Narcolepsie: behandeling
Narcolepsie is niet te genezen maar te behandelen. De symptomen kunnen tot op zekere hoogte worden verbeterd. Voor dit doel worden bepaalde medicijnen gebruikt.
Slaperigheid overdag kan worden behandeld met stimulerende middelen. De gekozen medicijnen zijn modafinil of natriumoxybaat (gamma-hydroxyboterzuur). Het ADHD-medicijn methylfenidaat kan ook sommige patiënten helpen.
Tweedelijns medicijnen omvatten efedrine, dextroamfetamine en soms MAO-remmers, die worden gebruikt om depressie te behandelen. Deze zijn niet goedgekeurd voor narcolepsie (“off-label gebruik”).
De medicijnen moeten meestal permanent worden ingenomen, sommige zijn onderworpen aan de Narcotica Act (BtmG). Het is belangrijk dat patiënten regelmatig door een arts worden gecontroleerd.
Cataplexie, slaapverlamming en hallucinaties worden behandeld met natriumoxybaat of antidepressiva.
ook niet-medicamenteuze therapieën kan narcolepsiepatiënten helpen.

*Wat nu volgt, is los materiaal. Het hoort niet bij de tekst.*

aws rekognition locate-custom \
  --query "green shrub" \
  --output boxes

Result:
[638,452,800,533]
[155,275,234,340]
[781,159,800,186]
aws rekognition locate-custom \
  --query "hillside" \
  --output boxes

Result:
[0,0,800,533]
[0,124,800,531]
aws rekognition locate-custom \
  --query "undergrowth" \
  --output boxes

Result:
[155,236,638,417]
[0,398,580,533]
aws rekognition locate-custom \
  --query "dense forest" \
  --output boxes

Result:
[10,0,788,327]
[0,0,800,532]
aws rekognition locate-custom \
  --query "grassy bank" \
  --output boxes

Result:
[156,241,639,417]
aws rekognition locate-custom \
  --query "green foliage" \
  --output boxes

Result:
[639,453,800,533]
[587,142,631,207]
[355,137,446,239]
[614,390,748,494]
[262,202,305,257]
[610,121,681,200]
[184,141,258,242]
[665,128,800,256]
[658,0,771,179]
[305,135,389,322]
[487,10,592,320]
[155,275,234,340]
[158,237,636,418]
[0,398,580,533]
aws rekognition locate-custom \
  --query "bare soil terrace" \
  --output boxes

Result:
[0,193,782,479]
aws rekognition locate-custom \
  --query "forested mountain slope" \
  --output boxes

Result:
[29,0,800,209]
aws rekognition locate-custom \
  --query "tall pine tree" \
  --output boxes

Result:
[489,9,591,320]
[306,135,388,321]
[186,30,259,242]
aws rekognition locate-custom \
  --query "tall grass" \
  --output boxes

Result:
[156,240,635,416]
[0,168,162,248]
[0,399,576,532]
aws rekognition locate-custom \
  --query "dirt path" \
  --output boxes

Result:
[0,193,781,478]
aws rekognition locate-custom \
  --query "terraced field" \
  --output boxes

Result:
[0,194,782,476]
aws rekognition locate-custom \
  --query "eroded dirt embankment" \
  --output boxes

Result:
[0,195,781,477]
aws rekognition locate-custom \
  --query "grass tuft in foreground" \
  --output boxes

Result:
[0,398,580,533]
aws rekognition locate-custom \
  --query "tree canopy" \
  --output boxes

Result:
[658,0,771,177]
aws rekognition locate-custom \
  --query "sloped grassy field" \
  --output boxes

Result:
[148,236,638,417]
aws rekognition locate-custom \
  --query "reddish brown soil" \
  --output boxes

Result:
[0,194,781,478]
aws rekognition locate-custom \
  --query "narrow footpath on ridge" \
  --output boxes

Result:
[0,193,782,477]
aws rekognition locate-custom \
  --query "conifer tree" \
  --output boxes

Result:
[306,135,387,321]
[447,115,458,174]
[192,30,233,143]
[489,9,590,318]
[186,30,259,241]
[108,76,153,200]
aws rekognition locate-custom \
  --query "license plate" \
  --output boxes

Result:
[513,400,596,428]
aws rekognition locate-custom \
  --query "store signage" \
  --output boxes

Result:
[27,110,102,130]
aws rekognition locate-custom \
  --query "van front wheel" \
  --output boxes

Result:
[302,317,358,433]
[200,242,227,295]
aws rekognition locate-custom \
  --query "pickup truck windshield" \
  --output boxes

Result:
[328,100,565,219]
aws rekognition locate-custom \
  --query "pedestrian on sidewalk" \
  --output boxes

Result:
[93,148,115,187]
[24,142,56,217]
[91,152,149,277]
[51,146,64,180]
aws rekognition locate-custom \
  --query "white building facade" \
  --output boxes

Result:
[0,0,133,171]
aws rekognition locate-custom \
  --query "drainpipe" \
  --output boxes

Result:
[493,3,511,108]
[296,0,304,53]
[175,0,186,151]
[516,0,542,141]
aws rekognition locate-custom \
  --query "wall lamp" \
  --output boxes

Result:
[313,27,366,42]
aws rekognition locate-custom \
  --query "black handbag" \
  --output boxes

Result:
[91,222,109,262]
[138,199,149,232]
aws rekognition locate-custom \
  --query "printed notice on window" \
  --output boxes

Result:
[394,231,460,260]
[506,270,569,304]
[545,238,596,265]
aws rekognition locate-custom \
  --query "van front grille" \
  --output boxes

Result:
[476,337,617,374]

- Belangrijk is een regelmatig slaap / waakritme. Het is het beste om elke dag op hetzelfde tijdstip op te staan en altijd op hetzelfde tijdstip te slapen.
- Neem overdag een tot twee snelle dutjes wanneer je de behoefte aan slaap overweldigt.
- Vermijd situaties met een verhoogd risico op letsel of ongevallen. Kook bijvoorbeeld op een moment dat u het meest waarschijnlijk wakker zult blijven. Een tijdschema helpt hier.
- Het is ook belangrijk om uw sociale omgeving te informeren over narcolepsie. Als vrienden en familie hiervan op de hoogte zijn, zijn er minder misverstanden en conflicten. Omdat velen een slaperigheid interpreteren in plaats van luiheid, depressie of persoonlijk onvermogen.
Narcolepsie is een levenslange metgezel. Leer daarom strategieën voor een betere acceptatie en hantering narcolepsie.
Ziekteverloop en prognose
In principe kan narcolepsie voor het eerst op elke leeftijd voorkomen. Onderzoekers hebben echter twee frequentiepieken geïdentificeerd: in het tweede decennium tussen het 10e en 20e en in het vierde decennium tussen het 30e en 40e levensjaar. Bij ongeveer 20 procent van de getroffenen komt de ziekte zelfs voor in de eerste tien levensjaren.
Narcolepsie kan sluipend beginnen maar ook plotseling met alle symptomen. De ernst van de ziekte kan van persoon tot persoon aanzienlijk variëren. De kwaliteit van leven van narcolepsiepatiënten is vaak zeer beperkt. Velen kunnen geen beroep uitoefenen vanwege hypersomnie. Hoe meer ervaring echter met de narcolepsie hoe beter ze het aankunnen.